Natalie was still having a hard time with her breathing, so they had to take her to the NICU to put her on oxygen. Tanner went with Natalie while they set her up there, and I was getting stitched up. Tanner and I weren’t too worried though because we knew she’d be okay. The nurses said we were the most chill parents about having their kid taken to the NICU, but we told them it wasn’t our first time having a baby there. A good amount of the nurses at the hospital actually remembered Lillian’s birth, were there for it, helped Lillian or me personally, or heard about it.
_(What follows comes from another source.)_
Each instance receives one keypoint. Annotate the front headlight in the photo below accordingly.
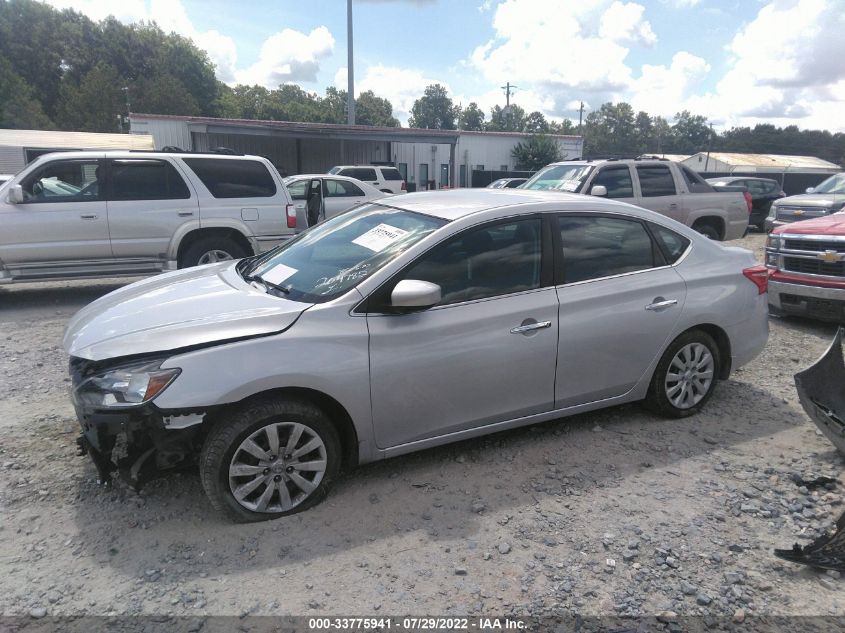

Natalie spent 3 days in the NICU because it takes a few days to get the babies off of the antibiotics they put them on. Most babies get put on antibiotics (if not all babies) when they are admitted to the NICU. She got off of the oxygen after a day there, so it was just weening her body off of IV fluids and antibiotics that kept us there. Nursing was a bit difficult at first because she had so many wires hooked up to her, and she preferred one breast per feeding. She nursed so much better than Lillian, though. Nursing contractions were super painful, and that really surprised me because I did not remember experiencing those with Lillian. I had contractions every time I would pump or nurse the first three days.
We were finally able to take Natalie home Friday morning! We had had her Tuesday morning, so we were really ready to get out of the hospital and have her meet Lillian and the rest of the family! Everyone was so excited to meet her. Lillian was so soft, sweet, and loving with Natalie. She gave her the softest kiss on the arm when she got to hold her. It just melted my heart to see my two girls together and to finally be a family of four!
My labor was around 11 hours total, which I feel is pretty good for a first time vaginal delivery and an induction.
It was such a relief to have a successful VBAC. I am so grateful for my doctors for letting me get induced, even though it is risky. But, there is always some amount of risk in any birthing situation. I was comfortable with the risk associated with this VBAC, and it was worth it because I was able to successfully have Natalie that way. I am so grateful for both my birth experiences, though. I am grateful I have been able to experience the miracles of birth through two completely different and amazing birth experiences.